Very often I hear from young people who dream of being great business leaders that, since Bill Gates dropped out of University, they don’t need formal education either.
People forget that Bill Gates did not just drop out of school and have zero education. He dropped out of Harvard after two years of study to found Microsoft with Paul Allen, and in 2015 he even published a blog post about the importance of formal education.
Like many young people, when I was a teenager I didn’t quite value the importance of education. It was not until my 20s that I took it seriously and went on to get my Masters.
After graduating, I started to study law. I dropped out of law school after my company began taking up a lot of my time, but I had confidence among peers with a formal education behind me and, importantly, lessons that assisted me in building my company.
Recently, while waiting for a flight, I purchased a book called The Personal MBA, by Josh Kaufman. It promises to help readers master the fundamentals, hone business instincts and save a fortunate in tuition.
I would be incredibly concerned if anyone really believed that a book can replace years of formal education. I appreciate that formal education can often truly miss the mark in regards to teaching students some of the core elements they will require in business, but education is one of the most valuable paths to which one can commit, even after graduation.
I was also told that MBAs are now as common as wallpaper, and it is certainly true in our competitive climate that the bar has been raised regarding minimal educational requirements for those entering the market.
I believe that the best lessons I ever learnt in business, and continue to learn, have come from the daily grind of building a company. Not a single lesson I learnt during this process could have been replicated in a classroom, and I would not be prepared for business if I were not willing to learn along the way.
But that does not mean formal education, and in particular an MBA, is now redundant. The disciplines required in formal education allow us to unpack concepts and think critically, but what’s particularly interesting are the lessons that allow us to understand the pillars required in a business.
Clickbait headings may say “Read these five books instead of getting an MBA”, but there are reasons why an MBA should still be part of your strategy. If you have the opportunity to educate yourself formally, take it.

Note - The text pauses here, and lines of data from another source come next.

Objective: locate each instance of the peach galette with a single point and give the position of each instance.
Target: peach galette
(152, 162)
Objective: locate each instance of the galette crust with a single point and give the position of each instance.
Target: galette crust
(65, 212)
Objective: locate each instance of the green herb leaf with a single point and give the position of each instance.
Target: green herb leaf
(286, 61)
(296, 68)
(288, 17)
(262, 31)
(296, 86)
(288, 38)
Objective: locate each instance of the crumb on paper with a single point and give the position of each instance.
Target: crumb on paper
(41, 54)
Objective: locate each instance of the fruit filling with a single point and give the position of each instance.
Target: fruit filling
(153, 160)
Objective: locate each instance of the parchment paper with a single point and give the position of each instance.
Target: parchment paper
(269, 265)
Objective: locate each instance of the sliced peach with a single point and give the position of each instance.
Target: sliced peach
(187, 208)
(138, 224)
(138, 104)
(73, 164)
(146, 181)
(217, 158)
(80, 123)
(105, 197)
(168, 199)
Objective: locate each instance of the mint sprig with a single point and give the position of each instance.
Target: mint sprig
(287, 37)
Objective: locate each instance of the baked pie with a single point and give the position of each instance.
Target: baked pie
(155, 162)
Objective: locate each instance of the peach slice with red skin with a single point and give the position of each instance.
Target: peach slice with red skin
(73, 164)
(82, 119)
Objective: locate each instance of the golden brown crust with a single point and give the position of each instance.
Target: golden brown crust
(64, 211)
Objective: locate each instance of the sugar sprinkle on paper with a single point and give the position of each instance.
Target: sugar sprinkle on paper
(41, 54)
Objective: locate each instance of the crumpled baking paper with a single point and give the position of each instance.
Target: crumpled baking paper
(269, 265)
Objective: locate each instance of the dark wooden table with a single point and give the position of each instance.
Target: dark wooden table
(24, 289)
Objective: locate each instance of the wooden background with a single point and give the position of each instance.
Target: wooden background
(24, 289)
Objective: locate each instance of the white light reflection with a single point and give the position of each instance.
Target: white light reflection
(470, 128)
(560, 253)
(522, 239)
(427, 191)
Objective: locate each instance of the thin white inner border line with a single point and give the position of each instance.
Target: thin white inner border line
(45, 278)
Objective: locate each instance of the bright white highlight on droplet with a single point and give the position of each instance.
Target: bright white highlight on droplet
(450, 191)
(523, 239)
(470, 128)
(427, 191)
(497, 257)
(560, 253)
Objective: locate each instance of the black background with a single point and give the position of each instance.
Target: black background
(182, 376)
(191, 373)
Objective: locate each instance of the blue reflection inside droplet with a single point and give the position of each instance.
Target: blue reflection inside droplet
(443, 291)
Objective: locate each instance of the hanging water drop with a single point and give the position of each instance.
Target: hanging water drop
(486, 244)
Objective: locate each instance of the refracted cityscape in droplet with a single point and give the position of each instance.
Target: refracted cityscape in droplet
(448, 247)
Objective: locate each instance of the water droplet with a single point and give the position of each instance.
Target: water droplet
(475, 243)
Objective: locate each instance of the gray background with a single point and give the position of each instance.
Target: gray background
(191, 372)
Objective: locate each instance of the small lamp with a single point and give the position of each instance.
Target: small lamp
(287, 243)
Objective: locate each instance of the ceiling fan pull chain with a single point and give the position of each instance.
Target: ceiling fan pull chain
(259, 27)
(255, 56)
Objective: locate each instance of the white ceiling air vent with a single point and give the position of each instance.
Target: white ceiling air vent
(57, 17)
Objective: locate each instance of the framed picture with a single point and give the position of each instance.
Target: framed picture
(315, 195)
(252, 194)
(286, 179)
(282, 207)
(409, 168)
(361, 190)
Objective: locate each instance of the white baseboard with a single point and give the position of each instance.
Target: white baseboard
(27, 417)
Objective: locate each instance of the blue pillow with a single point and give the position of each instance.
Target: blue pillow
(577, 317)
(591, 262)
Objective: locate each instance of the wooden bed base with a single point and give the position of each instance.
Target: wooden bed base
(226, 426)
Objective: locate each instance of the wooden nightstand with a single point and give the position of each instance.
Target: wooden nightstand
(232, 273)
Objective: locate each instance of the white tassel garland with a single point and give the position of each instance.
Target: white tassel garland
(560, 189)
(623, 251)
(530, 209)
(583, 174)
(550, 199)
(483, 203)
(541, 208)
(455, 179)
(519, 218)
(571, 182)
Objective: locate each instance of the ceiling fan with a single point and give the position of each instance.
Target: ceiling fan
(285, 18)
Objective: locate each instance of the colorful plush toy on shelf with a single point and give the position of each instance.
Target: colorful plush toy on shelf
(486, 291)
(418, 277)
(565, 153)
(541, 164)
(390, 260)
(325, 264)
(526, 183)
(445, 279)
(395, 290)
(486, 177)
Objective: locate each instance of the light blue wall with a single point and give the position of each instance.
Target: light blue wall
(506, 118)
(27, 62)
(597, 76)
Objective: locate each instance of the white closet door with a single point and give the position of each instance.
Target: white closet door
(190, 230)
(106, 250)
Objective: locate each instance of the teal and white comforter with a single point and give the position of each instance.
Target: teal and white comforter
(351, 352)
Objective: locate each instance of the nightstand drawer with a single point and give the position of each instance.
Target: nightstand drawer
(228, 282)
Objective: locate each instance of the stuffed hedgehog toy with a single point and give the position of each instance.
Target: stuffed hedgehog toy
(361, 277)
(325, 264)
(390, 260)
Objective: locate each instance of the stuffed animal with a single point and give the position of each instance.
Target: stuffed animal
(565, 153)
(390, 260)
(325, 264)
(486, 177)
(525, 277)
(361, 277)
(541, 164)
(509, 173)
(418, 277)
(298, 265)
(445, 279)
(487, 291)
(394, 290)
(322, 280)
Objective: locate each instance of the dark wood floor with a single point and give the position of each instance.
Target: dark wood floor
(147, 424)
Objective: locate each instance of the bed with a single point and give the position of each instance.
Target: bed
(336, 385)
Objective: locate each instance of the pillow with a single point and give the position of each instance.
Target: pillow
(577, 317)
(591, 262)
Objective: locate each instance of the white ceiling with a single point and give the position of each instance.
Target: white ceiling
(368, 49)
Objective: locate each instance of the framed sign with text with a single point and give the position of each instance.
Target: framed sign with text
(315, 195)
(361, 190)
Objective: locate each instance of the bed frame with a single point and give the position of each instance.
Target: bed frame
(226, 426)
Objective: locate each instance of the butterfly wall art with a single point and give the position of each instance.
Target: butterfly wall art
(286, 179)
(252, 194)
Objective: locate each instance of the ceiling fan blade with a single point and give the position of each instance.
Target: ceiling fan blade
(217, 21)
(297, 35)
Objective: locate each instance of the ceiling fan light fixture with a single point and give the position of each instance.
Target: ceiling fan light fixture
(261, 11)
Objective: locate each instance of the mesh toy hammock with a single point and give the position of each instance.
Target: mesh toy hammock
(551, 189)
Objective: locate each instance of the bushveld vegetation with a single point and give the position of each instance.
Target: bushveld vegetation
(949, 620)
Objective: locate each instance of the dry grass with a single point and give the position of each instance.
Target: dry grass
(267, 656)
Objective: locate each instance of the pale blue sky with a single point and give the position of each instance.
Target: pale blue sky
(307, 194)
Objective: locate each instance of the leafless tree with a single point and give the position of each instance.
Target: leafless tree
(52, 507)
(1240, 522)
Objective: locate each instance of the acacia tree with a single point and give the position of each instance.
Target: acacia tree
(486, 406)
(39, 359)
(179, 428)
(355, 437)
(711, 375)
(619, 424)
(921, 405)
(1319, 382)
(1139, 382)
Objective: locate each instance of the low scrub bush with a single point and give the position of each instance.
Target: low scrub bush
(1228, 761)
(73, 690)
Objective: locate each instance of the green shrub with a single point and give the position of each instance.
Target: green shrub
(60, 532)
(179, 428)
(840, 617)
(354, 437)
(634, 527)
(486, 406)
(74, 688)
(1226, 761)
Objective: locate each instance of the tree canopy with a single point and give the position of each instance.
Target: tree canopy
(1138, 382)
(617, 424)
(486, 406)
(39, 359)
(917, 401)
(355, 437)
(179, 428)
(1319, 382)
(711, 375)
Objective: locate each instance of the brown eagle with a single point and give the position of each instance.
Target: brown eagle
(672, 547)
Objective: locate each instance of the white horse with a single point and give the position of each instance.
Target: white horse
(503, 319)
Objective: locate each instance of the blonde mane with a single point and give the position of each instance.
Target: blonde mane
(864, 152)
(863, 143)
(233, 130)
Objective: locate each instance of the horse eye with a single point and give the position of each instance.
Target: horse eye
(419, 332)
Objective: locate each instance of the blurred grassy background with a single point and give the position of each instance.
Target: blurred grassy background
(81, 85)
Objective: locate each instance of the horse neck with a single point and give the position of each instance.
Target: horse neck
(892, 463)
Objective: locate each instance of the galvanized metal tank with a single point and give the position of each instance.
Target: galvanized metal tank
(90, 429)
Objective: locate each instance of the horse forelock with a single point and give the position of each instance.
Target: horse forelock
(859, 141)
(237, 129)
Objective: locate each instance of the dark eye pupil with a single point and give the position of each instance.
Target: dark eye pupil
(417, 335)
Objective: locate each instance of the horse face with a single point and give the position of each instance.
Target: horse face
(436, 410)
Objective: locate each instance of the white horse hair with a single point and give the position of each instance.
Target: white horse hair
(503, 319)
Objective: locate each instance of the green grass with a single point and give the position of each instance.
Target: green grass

The backflip society seems to have done from “only the privileged are afforded education” to “formal education is useless” represents a scary and misguided assessment. An MBA does not replace the need to continue learning once graduation has occurred, because while the fundamentals of what leading a business means remain consistent, the ways to compete and understand your industry are changing daily.
A formal business education means exploring the theories and values that you might not apply each day in your business (or working within someone else’s business), but you will have a grasp of what many still believe is required understanding.
I would argue that currently popular entrepreneurship courses and degrees take elements of the MBA curriculum but make them seem cooler and more palatable. What I got most out of my education was less about the esoteric management side of things, and more about the financials and strategies.
You can certainly still learn elements of these things without a formal education, but the likelihood of having the credibility with industry peers diminishes, as does the likelihood of having a broader business mindset.
As a society, we are navigating complex and rapidly changing environments and one thing that is not clear is how competitive our industries will look in five years’ time, let alone 10 years from now. The idea that the opportunity for education is available and one chooses not to take it is staggering to me. This is not because I believe only those with MBAs can make great leaders (in fact, quite the opposite), but because I truly believe education does more for a person than simply opening doors for a job interview.